Pubdate: Sun, 27 Jul 2008
Source: Charlotte Observer (NC)
Copyright: 2008 The Charlotte Observer
Contact:  http://www.charlotte.com/observer/
Details: http://www.mapinc.org/media/78
Author: Nancy Vendley
Bookmark: http://www.mapinc.org/coke.htm (Cocaine)

Community Columnist

STUDY: EXERCISING INHIBITS DRUG USE

Recent published research by Davidson College Associate Professor 
Mark Smith shows that exercise can help prevent drug addiction. 
According to recent statistics from the National Institute on Drug 
Abuse, about 20 million Americans age 12 and older (about 8.3 percent 
of the population) have used an illicit drug in the past month. The 
institute has committed $4 million for studies about the effect of 
exercise on drug use. Smith, a neuroscientist, worked for about two 
years on the study with three Davidson student research assistants: 
Karl Schmidt, Jordan Iordanou and Martina Mustroph.

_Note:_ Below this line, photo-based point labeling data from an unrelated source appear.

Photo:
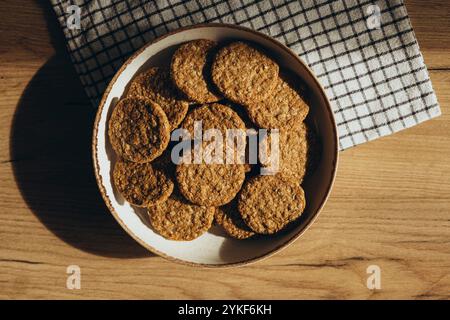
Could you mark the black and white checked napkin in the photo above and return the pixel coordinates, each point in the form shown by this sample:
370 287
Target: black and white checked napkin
375 78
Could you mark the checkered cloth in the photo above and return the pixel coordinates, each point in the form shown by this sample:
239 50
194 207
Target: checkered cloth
375 78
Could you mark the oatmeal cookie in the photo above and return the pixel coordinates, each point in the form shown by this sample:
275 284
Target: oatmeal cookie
138 130
243 74
268 203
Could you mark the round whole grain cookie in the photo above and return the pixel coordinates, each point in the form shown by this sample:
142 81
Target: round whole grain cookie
243 74
283 108
269 203
208 183
155 84
140 184
190 69
138 130
293 152
177 219
230 219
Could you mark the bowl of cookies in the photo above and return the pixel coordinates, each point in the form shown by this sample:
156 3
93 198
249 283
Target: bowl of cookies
215 145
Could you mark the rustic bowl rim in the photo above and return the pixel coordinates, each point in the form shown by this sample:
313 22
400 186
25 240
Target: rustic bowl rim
275 250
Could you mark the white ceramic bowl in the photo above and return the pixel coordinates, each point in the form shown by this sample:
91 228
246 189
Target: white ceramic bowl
214 248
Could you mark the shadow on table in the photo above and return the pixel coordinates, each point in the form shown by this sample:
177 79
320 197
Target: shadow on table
51 157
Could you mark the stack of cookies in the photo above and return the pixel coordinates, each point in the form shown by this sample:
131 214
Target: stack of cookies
232 86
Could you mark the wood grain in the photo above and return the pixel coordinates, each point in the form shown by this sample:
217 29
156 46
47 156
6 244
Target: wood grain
390 205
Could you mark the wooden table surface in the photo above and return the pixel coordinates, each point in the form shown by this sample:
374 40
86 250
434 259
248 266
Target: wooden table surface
390 205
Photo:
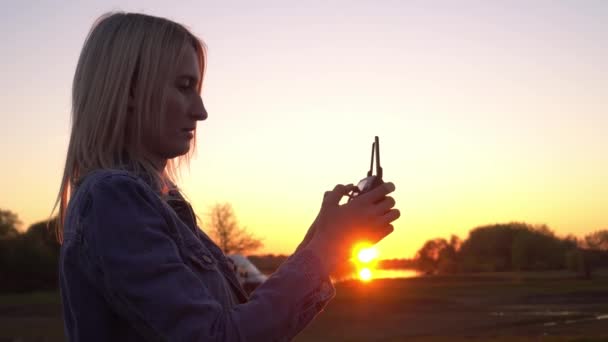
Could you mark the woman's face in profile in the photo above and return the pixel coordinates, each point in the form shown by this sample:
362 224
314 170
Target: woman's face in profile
183 108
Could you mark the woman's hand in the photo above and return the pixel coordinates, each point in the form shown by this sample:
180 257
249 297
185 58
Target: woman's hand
337 228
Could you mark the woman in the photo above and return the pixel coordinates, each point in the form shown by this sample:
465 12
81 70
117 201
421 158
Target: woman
134 265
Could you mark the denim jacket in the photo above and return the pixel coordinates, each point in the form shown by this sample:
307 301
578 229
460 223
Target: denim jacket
136 267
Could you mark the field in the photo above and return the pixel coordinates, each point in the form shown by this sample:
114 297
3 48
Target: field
488 307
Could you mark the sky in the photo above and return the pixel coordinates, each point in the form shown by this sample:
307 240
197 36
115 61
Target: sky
487 111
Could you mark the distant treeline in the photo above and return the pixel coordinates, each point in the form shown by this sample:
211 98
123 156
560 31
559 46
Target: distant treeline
29 260
514 247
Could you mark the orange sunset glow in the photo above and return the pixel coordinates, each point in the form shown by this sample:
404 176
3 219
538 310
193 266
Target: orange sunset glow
365 257
480 121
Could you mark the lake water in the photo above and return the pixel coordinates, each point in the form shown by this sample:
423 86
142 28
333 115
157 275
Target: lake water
388 274
397 273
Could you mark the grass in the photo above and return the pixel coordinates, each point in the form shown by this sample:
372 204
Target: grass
488 307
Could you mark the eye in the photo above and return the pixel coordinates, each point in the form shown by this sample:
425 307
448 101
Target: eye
186 84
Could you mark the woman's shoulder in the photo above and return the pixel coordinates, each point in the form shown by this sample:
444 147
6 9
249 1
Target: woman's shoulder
109 178
104 184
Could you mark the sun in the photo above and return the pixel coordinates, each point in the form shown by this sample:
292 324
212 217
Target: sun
367 255
365 274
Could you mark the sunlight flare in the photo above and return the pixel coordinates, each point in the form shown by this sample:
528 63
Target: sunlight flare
365 274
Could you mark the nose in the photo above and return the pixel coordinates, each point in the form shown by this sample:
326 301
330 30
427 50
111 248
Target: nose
199 113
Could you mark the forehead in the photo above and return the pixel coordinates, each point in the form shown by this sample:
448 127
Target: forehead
188 63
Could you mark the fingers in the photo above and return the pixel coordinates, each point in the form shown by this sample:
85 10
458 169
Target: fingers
389 217
379 192
380 233
384 206
339 191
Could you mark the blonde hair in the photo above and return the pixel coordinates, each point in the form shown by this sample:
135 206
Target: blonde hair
125 60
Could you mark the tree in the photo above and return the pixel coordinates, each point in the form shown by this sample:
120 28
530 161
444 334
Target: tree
9 224
227 233
597 240
438 255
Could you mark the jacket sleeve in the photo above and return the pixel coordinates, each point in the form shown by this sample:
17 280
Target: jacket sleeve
140 271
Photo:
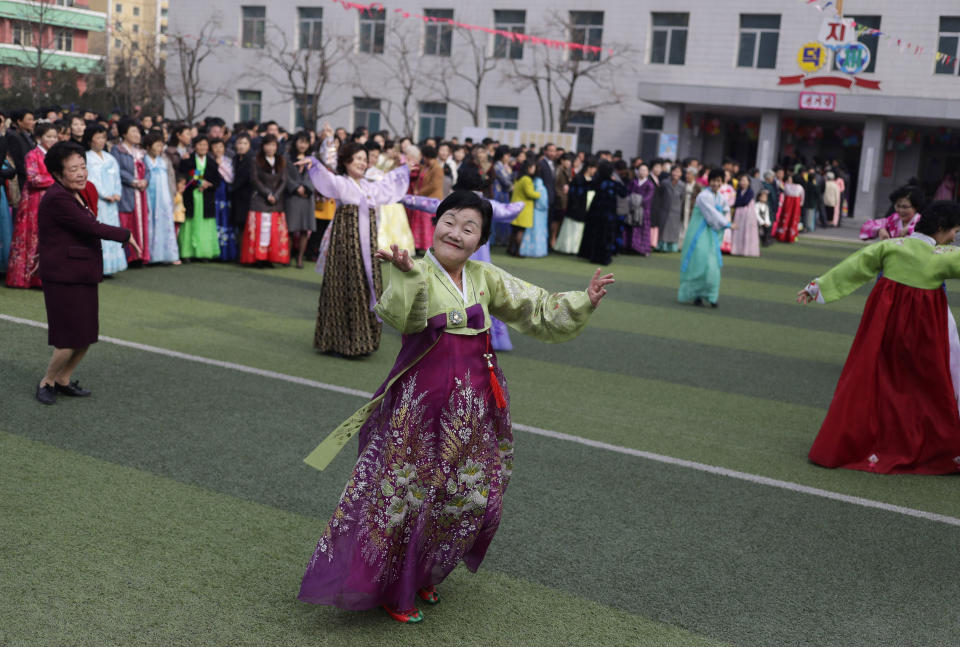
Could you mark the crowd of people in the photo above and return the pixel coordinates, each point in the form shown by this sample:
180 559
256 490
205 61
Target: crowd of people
207 191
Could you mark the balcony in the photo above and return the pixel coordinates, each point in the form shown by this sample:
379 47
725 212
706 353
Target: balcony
18 56
53 15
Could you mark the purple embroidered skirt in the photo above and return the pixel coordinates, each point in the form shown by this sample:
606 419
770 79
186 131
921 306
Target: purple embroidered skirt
426 492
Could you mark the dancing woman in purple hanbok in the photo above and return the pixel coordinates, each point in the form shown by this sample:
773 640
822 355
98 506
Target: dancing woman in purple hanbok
436 447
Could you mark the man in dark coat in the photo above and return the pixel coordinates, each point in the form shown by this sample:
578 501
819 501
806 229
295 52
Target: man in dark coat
20 141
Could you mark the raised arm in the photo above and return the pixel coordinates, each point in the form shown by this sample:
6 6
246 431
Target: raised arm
67 213
333 186
848 275
406 294
534 311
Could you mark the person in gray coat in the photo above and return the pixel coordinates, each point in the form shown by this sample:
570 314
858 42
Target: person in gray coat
134 178
670 206
301 198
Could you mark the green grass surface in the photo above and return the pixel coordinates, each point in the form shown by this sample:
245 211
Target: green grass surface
172 507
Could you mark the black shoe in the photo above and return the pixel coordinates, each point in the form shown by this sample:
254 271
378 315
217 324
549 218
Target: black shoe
46 394
73 390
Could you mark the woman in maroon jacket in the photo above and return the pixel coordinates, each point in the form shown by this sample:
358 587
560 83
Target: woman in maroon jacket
71 266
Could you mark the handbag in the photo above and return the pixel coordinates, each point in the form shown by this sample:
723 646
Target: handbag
634 217
12 186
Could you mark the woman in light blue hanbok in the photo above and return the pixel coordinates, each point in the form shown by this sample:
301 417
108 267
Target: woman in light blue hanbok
162 236
104 172
7 172
700 270
535 238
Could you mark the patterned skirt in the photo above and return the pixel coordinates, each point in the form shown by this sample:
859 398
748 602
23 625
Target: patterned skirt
428 488
345 323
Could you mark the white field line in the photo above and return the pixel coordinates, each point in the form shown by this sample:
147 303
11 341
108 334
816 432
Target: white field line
659 458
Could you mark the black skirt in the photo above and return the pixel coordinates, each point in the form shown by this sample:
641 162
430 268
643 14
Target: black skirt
72 314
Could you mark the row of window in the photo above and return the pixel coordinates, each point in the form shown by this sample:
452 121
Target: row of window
23 33
432 121
758 44
587 28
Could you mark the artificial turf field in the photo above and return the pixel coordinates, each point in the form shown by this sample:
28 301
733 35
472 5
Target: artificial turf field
173 507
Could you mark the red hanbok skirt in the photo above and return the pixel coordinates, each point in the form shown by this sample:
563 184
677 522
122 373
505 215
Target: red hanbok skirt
265 240
895 407
788 224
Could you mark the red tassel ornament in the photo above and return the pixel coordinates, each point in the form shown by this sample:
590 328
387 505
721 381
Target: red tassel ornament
494 382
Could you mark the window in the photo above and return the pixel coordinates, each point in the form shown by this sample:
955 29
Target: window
759 37
512 21
433 119
438 36
22 34
581 124
311 27
949 39
254 35
669 39
65 40
870 40
373 24
650 128
302 107
586 28
249 104
366 113
503 117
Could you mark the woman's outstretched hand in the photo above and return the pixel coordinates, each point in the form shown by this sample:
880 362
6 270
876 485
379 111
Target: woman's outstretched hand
133 243
399 257
597 288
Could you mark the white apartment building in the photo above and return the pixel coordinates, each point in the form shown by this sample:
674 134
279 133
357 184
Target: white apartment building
710 79
367 90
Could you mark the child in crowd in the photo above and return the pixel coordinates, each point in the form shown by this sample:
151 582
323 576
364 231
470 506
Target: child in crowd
763 216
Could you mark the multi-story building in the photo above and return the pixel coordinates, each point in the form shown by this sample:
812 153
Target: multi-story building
50 35
695 78
381 56
135 36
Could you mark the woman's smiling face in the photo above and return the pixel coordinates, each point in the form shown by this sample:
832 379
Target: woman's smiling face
457 237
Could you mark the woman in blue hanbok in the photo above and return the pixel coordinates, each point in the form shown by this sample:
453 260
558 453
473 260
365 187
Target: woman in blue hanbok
535 238
229 245
7 172
163 236
103 172
702 260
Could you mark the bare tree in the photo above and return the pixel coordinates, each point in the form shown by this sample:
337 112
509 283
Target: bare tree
567 82
306 70
191 94
406 79
467 73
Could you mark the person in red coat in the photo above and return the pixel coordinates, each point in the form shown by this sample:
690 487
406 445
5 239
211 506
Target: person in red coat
71 266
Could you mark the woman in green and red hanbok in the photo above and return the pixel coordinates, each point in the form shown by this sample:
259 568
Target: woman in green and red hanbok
895 409
436 448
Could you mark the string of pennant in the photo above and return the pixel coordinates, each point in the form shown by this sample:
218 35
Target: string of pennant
513 36
902 44
376 8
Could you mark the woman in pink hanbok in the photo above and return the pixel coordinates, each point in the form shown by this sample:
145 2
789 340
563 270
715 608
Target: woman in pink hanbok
907 201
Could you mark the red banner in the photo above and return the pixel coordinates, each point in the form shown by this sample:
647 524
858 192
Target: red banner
513 36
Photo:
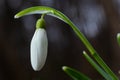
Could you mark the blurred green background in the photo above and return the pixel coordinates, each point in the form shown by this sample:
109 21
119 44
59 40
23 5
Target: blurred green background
99 20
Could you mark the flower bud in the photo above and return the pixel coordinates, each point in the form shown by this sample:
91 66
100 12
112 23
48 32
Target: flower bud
39 44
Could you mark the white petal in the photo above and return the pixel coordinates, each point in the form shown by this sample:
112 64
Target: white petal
39 46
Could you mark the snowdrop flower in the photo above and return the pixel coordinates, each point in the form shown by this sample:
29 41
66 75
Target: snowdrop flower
39 44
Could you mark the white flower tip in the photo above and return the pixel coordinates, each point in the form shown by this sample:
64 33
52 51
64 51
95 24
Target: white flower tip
39 46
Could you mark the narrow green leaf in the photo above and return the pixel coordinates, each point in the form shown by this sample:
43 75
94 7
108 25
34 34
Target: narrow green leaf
61 16
74 74
118 38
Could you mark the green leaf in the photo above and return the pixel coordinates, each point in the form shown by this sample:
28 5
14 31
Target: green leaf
118 38
74 74
61 16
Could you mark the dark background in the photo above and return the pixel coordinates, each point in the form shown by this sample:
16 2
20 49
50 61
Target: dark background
99 20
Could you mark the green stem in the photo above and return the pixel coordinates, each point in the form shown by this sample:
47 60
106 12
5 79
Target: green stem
61 16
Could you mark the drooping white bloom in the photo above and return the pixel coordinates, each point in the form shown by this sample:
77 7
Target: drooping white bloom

They compared the tendency to self-administer cocaine between two 
groups of rats. One group lived in cages with a running wheel; the 
other group had no wheel. During six weeks, the rats in the wheel 
cages increased their running to about 10 kilometers per day while 
those without wheels got no exercise at all. Then the rats were 
connected to an infusion pump that provided cocaine if they pushed a 
lever in their cage, with an increasing number of pushes each time. 
They found that the fit rats pushed the lever up to 70 times for the 
cocaine, and the sedentary rats continued to push the lever for 250 
presses. Within the exercising group of rats, the ones that ran the 
most abandoned the pushing of the lever sooner than other rats.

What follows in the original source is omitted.